Let's be honest, emotions can get the better of us all and when actual money is on the line, we can all be victims of poor decisions and reckless behavior. The rules we define as traders are there to help us remove emotions like fear and greed, thus providing us with a controlled environment to execute our trades. In my opinion, without the correct education, a novice trader has the odds for success stacked firmly against them from day one, but even after taking the right steps to get the education they so badly need, there is still a danger of breaking the rules from time to time. Once a trader learns to trust their rules and begins to flawlessly execute their plan in the market, things start to pick up, but we have to realize that following our rules rather than following our heart is the real key to success in the end. All of us need to remember that the professional trader trades what they see, rather than what they think. If you learn to trade from technical reasons rather than simply for the money, you are most definitely on the right track to making things work in your trading.

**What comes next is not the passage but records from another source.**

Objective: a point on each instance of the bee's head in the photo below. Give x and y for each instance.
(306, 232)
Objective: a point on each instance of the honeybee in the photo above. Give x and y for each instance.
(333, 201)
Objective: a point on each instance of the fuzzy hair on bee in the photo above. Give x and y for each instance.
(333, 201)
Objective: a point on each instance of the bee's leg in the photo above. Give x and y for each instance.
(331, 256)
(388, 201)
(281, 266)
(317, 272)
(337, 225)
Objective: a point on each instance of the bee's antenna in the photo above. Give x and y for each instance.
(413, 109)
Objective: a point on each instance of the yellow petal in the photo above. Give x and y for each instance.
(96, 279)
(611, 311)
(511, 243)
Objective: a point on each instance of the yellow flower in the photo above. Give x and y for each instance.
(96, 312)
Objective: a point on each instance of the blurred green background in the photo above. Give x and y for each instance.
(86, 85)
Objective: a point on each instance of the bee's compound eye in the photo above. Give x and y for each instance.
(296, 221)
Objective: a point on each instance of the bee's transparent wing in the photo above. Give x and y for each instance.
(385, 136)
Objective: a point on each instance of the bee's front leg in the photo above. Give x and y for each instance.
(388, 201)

After the novice trader recognizes this simple fact, they then tend to ask the same million dollar question: "When can I expect to be able to trade for a living?" Understand this, each of us has our own pace of learning, making the answer to this all-important question different for each individual; however, to some extent, there are guidelines we can reference to give a general idea of what to expect. Before I share a distinct analogy with you, let me define the key differences between the novice and the professional trader:

  1. The Novice Trader: Knows the Rules but does not follow them
  2. The Professional Trader: Knows the Rules, understands the Rules and follows them

As I explained before, the rules are there to take the emotion out of trading, and when a trader has clearly defined these rules and decides to stick to them, they will make progress. It can just take time to develop the mental fortitude to adhere to the guidelines. The more we implement the rules, the more they become hard-wired into our psyche, allowing us to achieve consistent profits in the face of adversity.

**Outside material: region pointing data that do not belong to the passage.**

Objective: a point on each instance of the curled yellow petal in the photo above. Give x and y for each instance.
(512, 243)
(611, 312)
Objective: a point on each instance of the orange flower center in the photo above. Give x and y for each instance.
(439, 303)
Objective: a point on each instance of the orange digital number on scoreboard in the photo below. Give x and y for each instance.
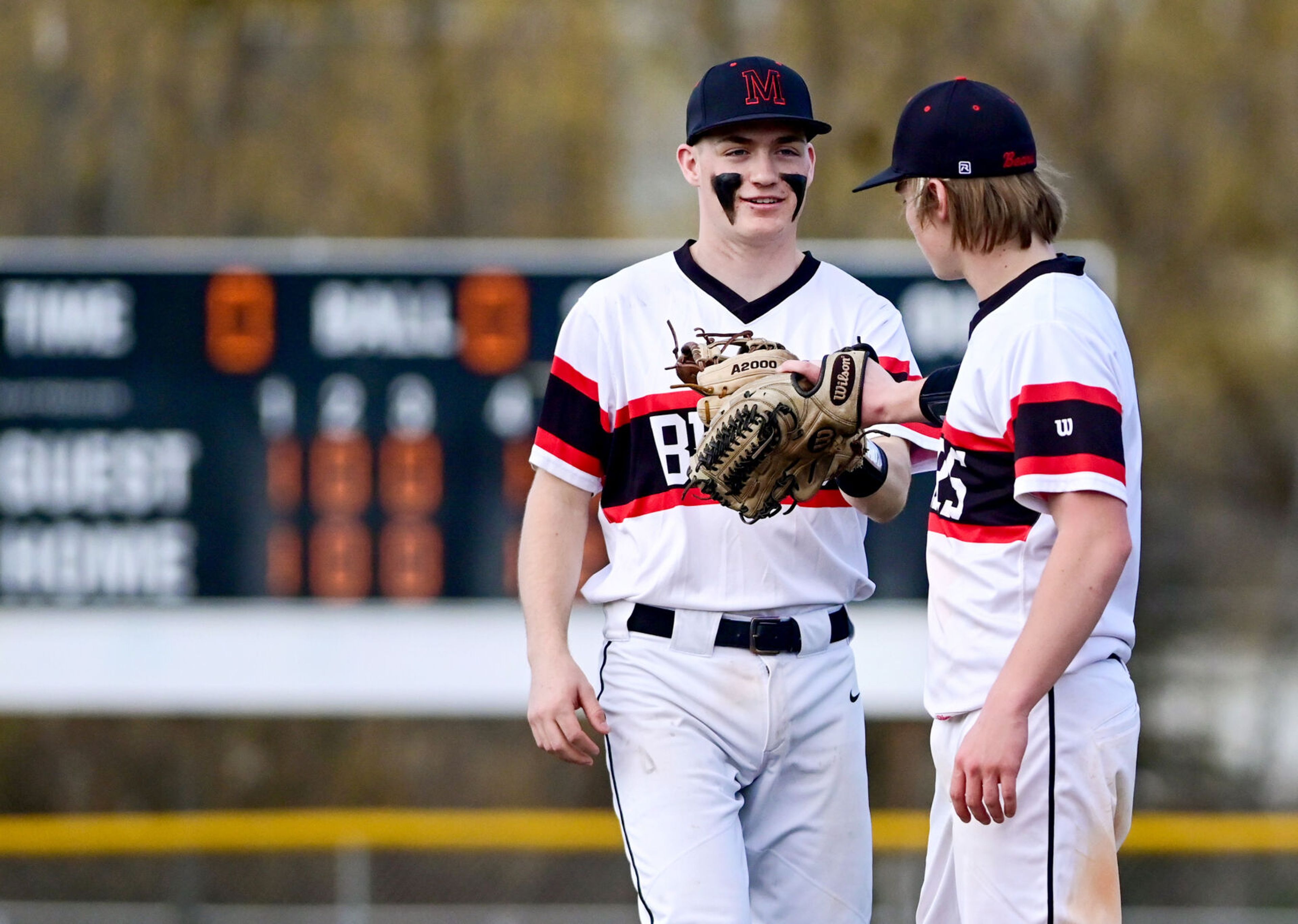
(241, 321)
(341, 474)
(495, 320)
(284, 475)
(411, 560)
(411, 475)
(284, 561)
(341, 555)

So what level of success can the newly educated trader expect from their speculative activities, assuming that they are disciplined enough to follow the plan and stick to the rules? Well, let's compare this to another equally challenging pastime, golf. There are many amateur golfers in the world who love to play the game, but struggle with consistency and form, resulting in much frustration and many broken clubs! Just like anything else, the way to get consistent at golf is to first, seek the education needed to play the game properly in the first place. It would be absurd to think that you could simply buy a book about golf and then turn up at the course and play a successful round. The only way to take the first steps to actually learning the game properly is to actually get out there and play, ideally starting with lessons and instruction from a professional golfer who can show you the way to hold a club, maintain the swing and strike the ball. Once you have been shown the technique, you then need to go out and practice. The more you practice, the greater chance you have of getting into a routine of hitting the ball consistently without actually thinking about it too much. You actually begin to develop muscle memory as such. With a little time and playing reasonably regularly, you can then develop a respectable handicap, getting you around the course in a relaxed fashion and maybe allowing you to win the odd local tournament with friends. Trading is not so unlike this. With a little practice and self discovery, we can all get into a routine of sticking to a plan and making successful trades. The winnings may not be enough to live off full-time, but they will steadily build the account and even perhaps subsidize the monthly bills.

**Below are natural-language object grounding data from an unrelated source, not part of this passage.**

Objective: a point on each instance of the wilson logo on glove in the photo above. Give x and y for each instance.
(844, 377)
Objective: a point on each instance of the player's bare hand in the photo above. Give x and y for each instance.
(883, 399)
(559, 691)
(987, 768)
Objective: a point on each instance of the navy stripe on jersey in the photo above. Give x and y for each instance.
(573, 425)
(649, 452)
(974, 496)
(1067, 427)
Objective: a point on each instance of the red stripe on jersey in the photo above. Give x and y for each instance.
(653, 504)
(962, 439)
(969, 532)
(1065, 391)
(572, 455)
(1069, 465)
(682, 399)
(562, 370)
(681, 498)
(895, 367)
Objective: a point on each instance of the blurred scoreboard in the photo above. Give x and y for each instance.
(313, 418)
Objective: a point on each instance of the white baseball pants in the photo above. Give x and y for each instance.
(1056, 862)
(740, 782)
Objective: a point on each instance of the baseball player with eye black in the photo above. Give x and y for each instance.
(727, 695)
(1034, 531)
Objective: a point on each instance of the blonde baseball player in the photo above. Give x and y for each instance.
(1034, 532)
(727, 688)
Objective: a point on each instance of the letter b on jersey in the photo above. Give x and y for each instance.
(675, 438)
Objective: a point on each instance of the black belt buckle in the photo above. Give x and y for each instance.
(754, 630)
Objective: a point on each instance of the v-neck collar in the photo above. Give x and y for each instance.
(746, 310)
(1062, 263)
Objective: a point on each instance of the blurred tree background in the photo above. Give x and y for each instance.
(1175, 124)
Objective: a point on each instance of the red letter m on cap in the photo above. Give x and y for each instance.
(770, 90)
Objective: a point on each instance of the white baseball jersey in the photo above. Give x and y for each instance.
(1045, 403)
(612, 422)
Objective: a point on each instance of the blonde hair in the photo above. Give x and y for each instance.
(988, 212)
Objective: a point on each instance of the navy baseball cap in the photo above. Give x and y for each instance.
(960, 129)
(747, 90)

Again, like golf, moving into the world of becoming a consistent professional is going to take further commitment and investment. The professional golfer will seek the best mentors available to help with their game and spend the vast majority of their spare time hitting balls at the range and playing rounds out on the course. They achieve the scratch handicap eventually, entering bigger regional tournaments with decent prize money and get paid to instruct other novice golfers at their local golf club, if they choose to do so. They play the game they love and get paid to do it, earning full-time living in the process and enjoying a great quality of life. We can see many parallels with the professional golfer and the professional trader who also trades full-time for a living, enjoying a flexible lifestyle and the freedom to call their own shots. The pro trader worked that extra bit harder to become as consistent as possible, following the rules to the nail, knowing what it takes to be disciplined and consistent. The rules are respected and not broken and as a result, this trader gets paid for the effort they put in and dedication they show to their ongoing education within the market.

Is this analogy unlike any other? Becoming a professional in any arena is possible with the right guidance and commitment. It takes both financial and time investment to succeed and trading is no different in this respect. My advice to any new trader wishing to do this for a living is to simply get the right education from the start from someone who is actually doing it in the first place. Find your style, define a plan and get consistency. Allow time to do its work, don't put pressure on yourself, just allow time to do its work. Trading is not a get rich scheme by any means. Manage yourself and manage your expectations from the start and who knows the rewards you may eventually reap in time.